Personal tools
You are here: Home Science Environment Next Generation Programming Environments for Next Generation Architectures
Document Actions

Next Generation Programming Environments for Next Generation Architectures

by Matt Sottile last modified 2007-04-10 20:50

Addressing Heterogeneity and Large-Scale Parallelism with Compiler Infrastructure Tools and Transitional Languages

Authors: Matthew Sottile (CCS-2), Katharine Chartrand (HPC-4), Craig Rasmussen (CCS-1)

Basis

Highly parallel and heterogeneous architectures will be typical of next generation supercomputing. For example, one proposed architecture is composed of multiple levels of processing scattered throughout the memory hierarchy (where "memory" includes non-volatile memory such as disk or even tape). Machines of this sort, although proposed and prototyped in the past, have never been more than a niche resource and there is a lot of work to be done to make these architectures general purpose data analysis tools - both programmable and usable. Specifically, next generation architectures require languages that 1) both capitalize on and hide the heterogeneous hardware, and 2) can readily incorporate new parallel models and syntactic techniques. We propose a method for achieving this that also retains the enormous investment in algorithm development in traditional languages.

Architectural Candidates

Although one candidate architecture is being discussed currently, it is useful to discuss other potential candidates that may influence the architecture of a next generation machine designed for data analysis. There are at least three candidates: PIMs, a multi-threaded architecture (MTA), and hybrid multicore processors.

The proposed architecture uses Processor-in-Memory (PIM) technology. In the PIM architecture, computations are embedded in the memory, eliminating the "memory-wall" that exists in current mainstream architectures. PIM is not only a solution to latency - one can associate computations with memory operations, turning the typical model of computation inside-out, allowing memory accesses to drive the computational flow. This is the cornerstone of the dataflow model of computation proposed in past decades. PIM brings with it significant considerations, specifically in terms of locality. One must ensure that the memory and computations are co-located in an optimal manner - unstructured and random algorithms (as are often found in data mining) are not necessarily suited for this architecture.

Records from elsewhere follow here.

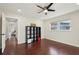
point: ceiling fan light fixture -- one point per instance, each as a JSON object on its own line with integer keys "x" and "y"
{"x": 45, "y": 11}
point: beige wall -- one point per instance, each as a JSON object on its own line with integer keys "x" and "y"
{"x": 67, "y": 37}
{"x": 22, "y": 22}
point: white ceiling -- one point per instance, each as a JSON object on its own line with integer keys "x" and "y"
{"x": 30, "y": 10}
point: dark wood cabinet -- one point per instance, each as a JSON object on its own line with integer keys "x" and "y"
{"x": 33, "y": 33}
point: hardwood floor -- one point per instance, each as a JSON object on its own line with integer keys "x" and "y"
{"x": 45, "y": 47}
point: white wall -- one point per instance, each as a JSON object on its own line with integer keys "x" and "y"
{"x": 67, "y": 37}
{"x": 22, "y": 22}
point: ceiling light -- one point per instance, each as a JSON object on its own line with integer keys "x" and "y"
{"x": 19, "y": 10}
{"x": 46, "y": 11}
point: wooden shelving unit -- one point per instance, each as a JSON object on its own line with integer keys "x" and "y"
{"x": 33, "y": 33}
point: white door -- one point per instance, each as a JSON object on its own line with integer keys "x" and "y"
{"x": 11, "y": 27}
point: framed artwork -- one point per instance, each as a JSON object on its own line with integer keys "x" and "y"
{"x": 54, "y": 26}
{"x": 65, "y": 25}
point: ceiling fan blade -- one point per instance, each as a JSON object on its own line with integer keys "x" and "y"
{"x": 41, "y": 11}
{"x": 46, "y": 13}
{"x": 39, "y": 6}
{"x": 50, "y": 10}
{"x": 49, "y": 5}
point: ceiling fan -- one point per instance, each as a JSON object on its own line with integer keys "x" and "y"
{"x": 45, "y": 9}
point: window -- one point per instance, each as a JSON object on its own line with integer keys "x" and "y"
{"x": 61, "y": 25}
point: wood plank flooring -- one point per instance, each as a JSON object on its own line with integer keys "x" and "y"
{"x": 45, "y": 47}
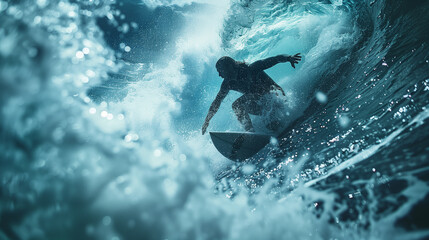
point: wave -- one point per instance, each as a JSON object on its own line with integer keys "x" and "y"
{"x": 96, "y": 144}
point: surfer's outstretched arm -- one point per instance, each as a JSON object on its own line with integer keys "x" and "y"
{"x": 214, "y": 107}
{"x": 271, "y": 61}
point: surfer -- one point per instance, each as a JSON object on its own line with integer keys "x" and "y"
{"x": 251, "y": 81}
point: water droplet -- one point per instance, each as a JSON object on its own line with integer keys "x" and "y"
{"x": 157, "y": 153}
{"x": 321, "y": 97}
{"x": 79, "y": 54}
{"x": 106, "y": 220}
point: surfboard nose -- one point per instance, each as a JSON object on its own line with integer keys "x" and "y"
{"x": 239, "y": 146}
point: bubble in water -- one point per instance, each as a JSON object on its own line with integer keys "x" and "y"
{"x": 79, "y": 54}
{"x": 248, "y": 169}
{"x": 182, "y": 157}
{"x": 344, "y": 121}
{"x": 157, "y": 153}
{"x": 106, "y": 220}
{"x": 321, "y": 97}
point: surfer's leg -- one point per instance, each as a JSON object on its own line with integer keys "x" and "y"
{"x": 239, "y": 107}
{"x": 245, "y": 105}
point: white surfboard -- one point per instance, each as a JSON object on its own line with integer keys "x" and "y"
{"x": 239, "y": 146}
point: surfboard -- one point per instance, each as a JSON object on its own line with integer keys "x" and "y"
{"x": 239, "y": 146}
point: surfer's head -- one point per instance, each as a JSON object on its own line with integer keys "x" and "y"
{"x": 225, "y": 66}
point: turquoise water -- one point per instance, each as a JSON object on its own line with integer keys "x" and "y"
{"x": 102, "y": 104}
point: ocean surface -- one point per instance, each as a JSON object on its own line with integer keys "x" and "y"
{"x": 102, "y": 104}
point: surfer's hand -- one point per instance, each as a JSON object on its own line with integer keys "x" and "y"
{"x": 294, "y": 59}
{"x": 205, "y": 125}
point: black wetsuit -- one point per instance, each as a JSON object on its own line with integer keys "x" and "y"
{"x": 253, "y": 83}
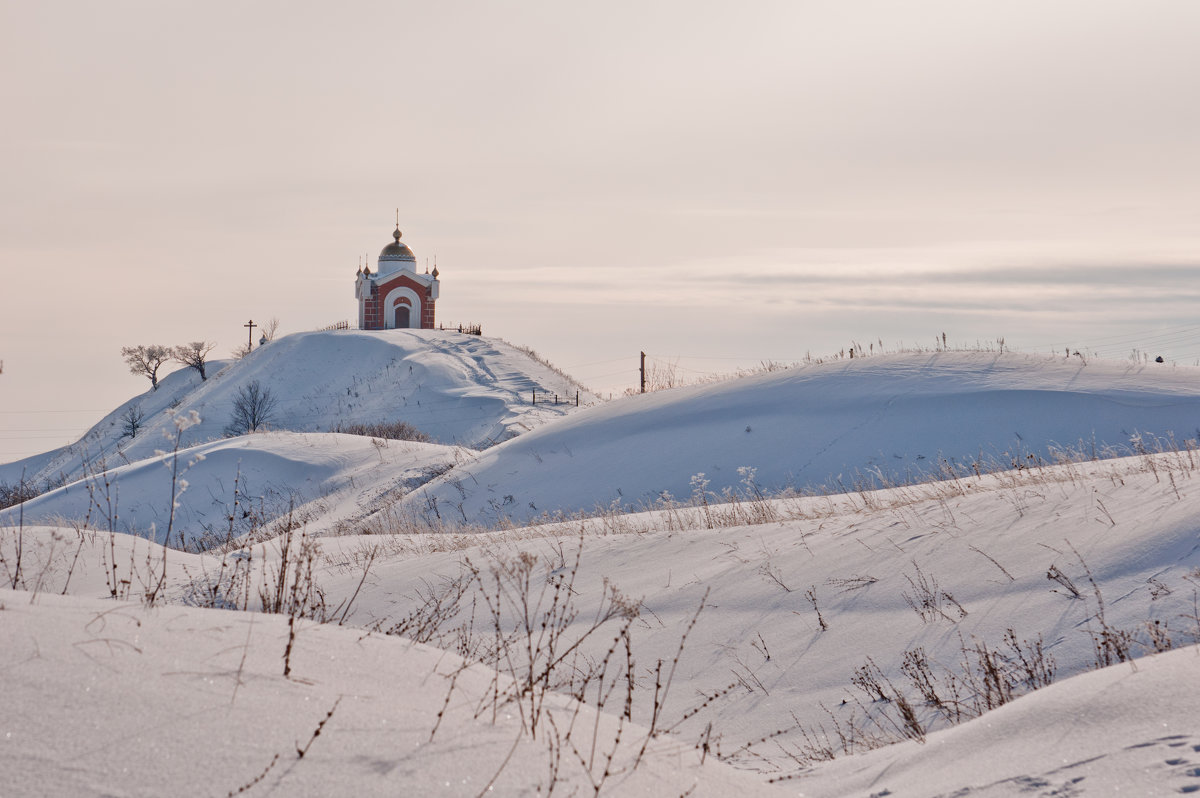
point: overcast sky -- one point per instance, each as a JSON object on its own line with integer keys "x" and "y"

An alternative architecture is the multithreaded architecture (MTA) pioneered by Burton Smith at Tera, and later Cray. In this case, one does not embed processors in memory, but hides potentially severe latency behind a massive set of independent threads of instructions. One must be able to decompose algorithms into a large set of independent threads of execution. Locality is no longer an issue, deferring the difficulty to identifying concurrency.

A final architecture to consider is one composed of hybrid multicore processors. Currently, multicore processors use homogeneous sets of processing elements, essentially implementing a traditional SMP on a single chip. Recent announcements from leading chip-makers suggest they are moving towards heterogeneous processors. It is likely that GPUs will be included on the same die as the processor, and a mix of general purpose superscalar and VLIW cores may appear on the same CPU. Utilizing these machines will require balancing high levels of parallelism with heterogeneity in the instruction stream for the different processing elements.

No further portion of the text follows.